Some of my favorite defenders are sure tacklers, and AFAIK NONE of them use their heads except to think.  The head isn't heavy compared to a torso, it's an extremity attached by a series of flexible joints.

One example:  Jordan Kovacs is a joy to watch.  He knows how to use his body to bring a guy down.  I majored in physics so seeing him on the field fires vectors in my nerdy brain.  If he has to make a stop at the first-down marker, he'll throw his torso into the guy's chest to absorb all the momentum over a large area.  Against a big dude, he'll barrel into the legs, converting his linear momentum into torque that flips the guy over.  If the ball carrier is near the sideline, he'll deliver a lateral blow that very efficiently knocks the guy out of bounds.  And in the open field, he'll wrap-and-roll with beautiful form.

The problem is that Kovacs' technique isn't desired by modern defenses that expect linebackers and defensive backs to basically stop running backs by themselves, and as close to the LoS as possible (so every yard counts).  Bringing the guy down isn't enough; his forward motion has to be stopped.  To equalize the momentums (and p=mv) they have to make up for any lack of mass with speed, so the punishment they're inflicting on themselves is like repeatedly throwing yourself at a brick wall at full tilt.  Even without direct head impact, the brain is constantly exposed to G-shocks, and the cumulative damage is equivalent to trauma.  This is a major problem and tougher to fix, but when I'm also seeing head hits at the NFL level I can't help but think that no one cares what happens to these people.

Oops Pow Surprise

May 4th, 2012 at 11:10 AM ^

The issue with what makes that terminology so unacceptable isn't that Penn State had a sexual assault scandal, it's that you don't make casual references to rape, you fucking asshole.

Please don't make that mistake again. Rape is a heinous crime. Raising ticket prices isn't.

chitownblue2

May 4th, 2012 at 11:29 AM ^

It's clearly a poor word-choice, but "fucking asshole" is a bit extreme for a connection he obviously didn't intend.
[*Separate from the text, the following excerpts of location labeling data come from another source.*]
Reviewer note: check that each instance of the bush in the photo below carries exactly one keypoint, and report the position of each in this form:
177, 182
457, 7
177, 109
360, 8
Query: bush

It's amusing that someone who couldn't be troubled to verify the truth of a guy's passing before posting it on a major news website is all of a sudden the internet ethics police. Enjoy Bleacher Report.

French West Indian

May 4th, 2012 at 12:16 PM ^

The quality of Mgoblog has really been suffering lately.  It's obvious this place is really at its best during coach searches.

In reply to by French West Indian

Seth

May 4th, 2012 at 12:32 PM ^

You mean me or just the scarcity of user-generated content? The former I agree with you--way more effort was spent last night on HTTV than this article, which was written in the wee hours. The latter--it's early May. Go back and look at May of previous years. It's a dead period that gets filled by recruiting sometimes except this year the class is already at 16 dudes so we're just waiting on people who may not decide until the fall or next February.
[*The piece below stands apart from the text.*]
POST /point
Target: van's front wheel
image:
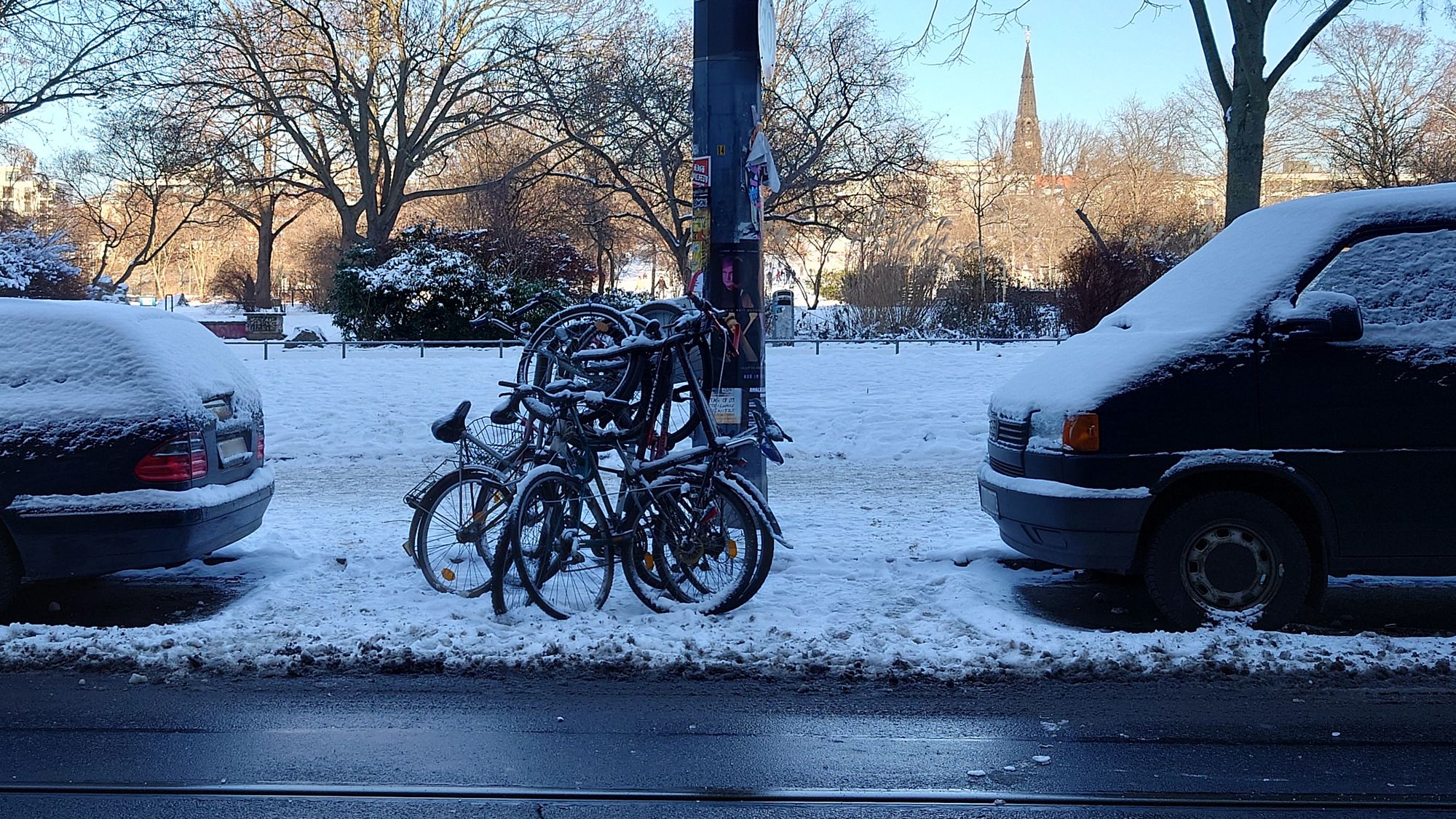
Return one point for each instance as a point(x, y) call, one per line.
point(1228, 555)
I suck -- don't think it applies to my readers. It's just deadzone part of the year.

Matthew

May 4th, 2012 at 12:34 PM ^

Holy shit, a front page mention! Awesome!  I can't really take credit for finding the practice tapes on YouTube though.  I saw they were posted on the Scout(Go Blue Wolverine) free board and brought them over here.

Also, holy change in maize on those helmets as someone above me pointed out.  Why did we change the color so much?  That's embarrassing.  

NoMoPincherBug

May 4th, 2012 at 5:05 PM ^

I have a design idea for a football helmet that may reduce concussions.  Ive been wondering how to go about putting it in to reality.  It is based on simple physics and reducing the blow by using other mechanisms built in to the football helmet.
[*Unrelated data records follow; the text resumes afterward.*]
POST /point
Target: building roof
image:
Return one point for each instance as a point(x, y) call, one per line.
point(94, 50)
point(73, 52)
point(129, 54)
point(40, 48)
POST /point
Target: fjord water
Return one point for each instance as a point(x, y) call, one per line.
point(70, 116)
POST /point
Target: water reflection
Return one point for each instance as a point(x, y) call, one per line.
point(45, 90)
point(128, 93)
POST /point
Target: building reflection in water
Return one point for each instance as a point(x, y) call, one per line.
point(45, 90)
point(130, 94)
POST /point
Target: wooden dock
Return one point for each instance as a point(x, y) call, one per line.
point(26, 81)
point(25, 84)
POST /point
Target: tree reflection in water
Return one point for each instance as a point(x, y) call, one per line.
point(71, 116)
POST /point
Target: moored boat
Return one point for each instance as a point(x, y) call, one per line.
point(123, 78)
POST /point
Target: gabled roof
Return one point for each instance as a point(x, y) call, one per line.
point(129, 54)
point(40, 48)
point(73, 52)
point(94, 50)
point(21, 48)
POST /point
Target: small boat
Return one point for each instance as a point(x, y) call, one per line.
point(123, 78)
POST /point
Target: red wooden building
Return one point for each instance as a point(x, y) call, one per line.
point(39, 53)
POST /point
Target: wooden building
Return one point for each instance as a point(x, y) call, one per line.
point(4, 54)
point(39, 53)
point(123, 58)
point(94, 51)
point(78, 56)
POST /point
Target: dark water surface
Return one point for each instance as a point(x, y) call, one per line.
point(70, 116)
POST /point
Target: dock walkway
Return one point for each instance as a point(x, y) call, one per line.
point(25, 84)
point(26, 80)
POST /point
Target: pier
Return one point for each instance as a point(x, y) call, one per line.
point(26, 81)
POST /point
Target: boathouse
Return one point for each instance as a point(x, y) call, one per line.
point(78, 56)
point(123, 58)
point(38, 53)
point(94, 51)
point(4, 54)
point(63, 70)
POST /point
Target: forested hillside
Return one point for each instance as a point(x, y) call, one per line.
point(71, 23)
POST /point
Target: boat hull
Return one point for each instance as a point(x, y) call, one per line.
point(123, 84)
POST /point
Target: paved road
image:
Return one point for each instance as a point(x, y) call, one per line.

Anyway recently I saw this company which has an interesting design:

http://www.guardiancaps.com/

It is a snap-on device that goes over the helmet.   This company is marketing this to little league and HS teams.   It is an interesting concept as well but would probably never catch on in college or pros probably due to its appearance.  Looks like these are priced at 69 bucks each.